Ezra gülerek, işaret ve orta parmağının arasına karısının burnunu sıkıştırınca, Hira huysuz bir tavırla geri çekildi.

"Aç hadi !" dedi sabırsız bir sesle.

"Tamaaaamm açıyorum işte !"

Hira heyecanla yerinde duramazken, Ezra sanki ölüm yavaşlığında açıyordu kutuyu. Fiyonku sökmek için uzun uğraşlar verince Hira dayanamayıp paketi elinden aldı ve parçalar gibi önce fiyonku hemen ardından da jelatinini söküp attı. Ezra şaşkın bir şekilde karısına bakakaldı.

"Tabi, bu da bir seçenekti." Paketin kapağını açarken sarf ettiği sözler, Hira'nın tekrardan gözlerini devirmesine neden oldu.

Fakat her şey saniyeler içinde durmuştu Ezra için. Kutunun içinde duran bir çift bebek ayakkabısı ile donakalmıştı. Durdu. Önce anlam veremedi ve karısına baktı. Hira'nın yaşlarla dolu gözleri, jetonun saniyeler içinde düşmesini sağlamıştı.

"Şaka yapmıyorsun değil mi ?" Dedi sesi titreyip gözleri dolarken. Hira konuşursa hüngür hüngür ağlayacağını bildiğinden kafasını 'hayır' dercesine iki yana salladı.

Ezra oturduğu koltuktan, dizlerinin üzerine, halıya indi. Şimdi Hira'nın ayaklarının ucunda duruyordu. Ellerini karısının heyecandan titreyen ellerinin üzerine kapadı.

İkisinin de gözleri dolu dolu birbirlerine bakıyordu.

"B-ben şimdi baba mı olacağım ?"

Hira sağ elini kaldırıp, Ezra'nın yanağına koydu. Gözünden düşen bir damla yaş, yanağında süzüldü.

"Hem de mükemmel bir baba olacaksın sevgilim."

Ezra, bir anda deli gibi gülmeye başladı. Karısının yüzünü avuçları arasına alıp her yerini öpmeye başladı. En sonunda geri çekilip gözlerinin içine baktı.

"Teşekkür ederim, çok teşekkür ederim !"

Alınlarını birleştirip, bu anın tadını çıkardılar. İkisi de daha önce hiç böyle hissetmediklerine emindiler.
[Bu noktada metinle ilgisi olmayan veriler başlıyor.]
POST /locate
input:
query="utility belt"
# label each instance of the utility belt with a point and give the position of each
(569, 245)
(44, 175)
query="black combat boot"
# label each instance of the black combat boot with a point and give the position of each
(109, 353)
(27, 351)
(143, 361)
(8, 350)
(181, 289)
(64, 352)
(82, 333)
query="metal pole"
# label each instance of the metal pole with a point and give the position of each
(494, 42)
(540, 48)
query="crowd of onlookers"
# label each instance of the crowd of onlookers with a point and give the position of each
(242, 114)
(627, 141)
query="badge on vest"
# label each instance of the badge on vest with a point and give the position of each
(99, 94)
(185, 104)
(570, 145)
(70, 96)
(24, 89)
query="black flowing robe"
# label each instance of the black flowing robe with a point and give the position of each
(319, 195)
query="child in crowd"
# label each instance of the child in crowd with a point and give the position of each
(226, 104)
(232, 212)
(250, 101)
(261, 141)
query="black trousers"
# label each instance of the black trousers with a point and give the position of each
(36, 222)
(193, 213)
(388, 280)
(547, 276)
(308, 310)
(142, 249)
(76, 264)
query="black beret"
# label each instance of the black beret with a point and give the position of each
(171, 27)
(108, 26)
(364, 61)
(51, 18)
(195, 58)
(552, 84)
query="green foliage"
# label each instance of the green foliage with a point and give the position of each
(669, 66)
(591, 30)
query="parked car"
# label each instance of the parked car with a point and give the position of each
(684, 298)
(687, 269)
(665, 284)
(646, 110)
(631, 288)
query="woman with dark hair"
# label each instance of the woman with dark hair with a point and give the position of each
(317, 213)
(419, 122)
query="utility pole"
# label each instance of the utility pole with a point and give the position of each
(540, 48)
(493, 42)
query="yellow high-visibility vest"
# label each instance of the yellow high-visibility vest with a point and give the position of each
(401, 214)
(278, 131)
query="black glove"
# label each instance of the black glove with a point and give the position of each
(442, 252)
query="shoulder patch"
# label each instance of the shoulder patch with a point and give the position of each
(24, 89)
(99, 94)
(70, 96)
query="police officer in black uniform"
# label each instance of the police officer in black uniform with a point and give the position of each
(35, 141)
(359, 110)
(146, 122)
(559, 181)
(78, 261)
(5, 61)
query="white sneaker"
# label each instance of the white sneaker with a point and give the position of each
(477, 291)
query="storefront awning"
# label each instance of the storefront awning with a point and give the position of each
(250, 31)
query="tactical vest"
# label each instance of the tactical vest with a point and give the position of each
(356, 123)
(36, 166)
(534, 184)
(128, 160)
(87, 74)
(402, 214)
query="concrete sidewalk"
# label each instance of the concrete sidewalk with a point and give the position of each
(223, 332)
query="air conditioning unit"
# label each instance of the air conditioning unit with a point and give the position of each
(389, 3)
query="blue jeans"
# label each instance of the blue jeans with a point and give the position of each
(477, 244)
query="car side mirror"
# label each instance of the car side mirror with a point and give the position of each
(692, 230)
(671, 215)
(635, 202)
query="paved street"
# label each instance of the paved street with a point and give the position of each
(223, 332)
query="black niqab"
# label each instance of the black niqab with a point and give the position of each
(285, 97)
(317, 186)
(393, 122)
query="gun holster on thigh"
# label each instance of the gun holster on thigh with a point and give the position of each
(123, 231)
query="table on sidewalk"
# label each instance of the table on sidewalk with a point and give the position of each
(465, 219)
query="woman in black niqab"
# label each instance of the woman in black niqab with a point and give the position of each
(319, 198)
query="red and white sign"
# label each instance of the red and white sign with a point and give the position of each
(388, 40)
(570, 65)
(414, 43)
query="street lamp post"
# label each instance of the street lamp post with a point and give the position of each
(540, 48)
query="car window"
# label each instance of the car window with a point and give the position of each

Bu his bambaşka bir şeydi. Canından can sahibi olmak, ömrünü adadığın insandan bir parçanı taşımak, ona sahip olmak çok başka bir histi.

🌜
3 ay sonra

Ezra gözlerini gecenin bir yarısı açtığında, Hira'yı yanında bulamamış ve bir anda yataktan fırlayarak etrafa bakınmıştı. İlk işi banyoya bakmak oldu fakat Hira orada değildi. Uykulu gözlerini ovarak odadan çıktı ve merdivenleri inerek alt kata indi. Etrafına kısa bir bakış attığında mutfağın yanan ışığını gördü. Derin bir nefes alıp yüzünü sıvazladı.

"Ah, yine mi be güzelim."

Üzerinde sadece baksırla mutfağa girdiğinde, Hira'yı ada tezgahın etrafına dizilen taburelerin birinde otururken buldu. Karısı yine ansızın gelen aşermelerinden birini yaşıyordu belli ki. Ezra karısının önündeki kornişon turşu ve Nutella kavanozuna baktı. Gözleri şaşkınlıkla açılırken, suratı buruştu.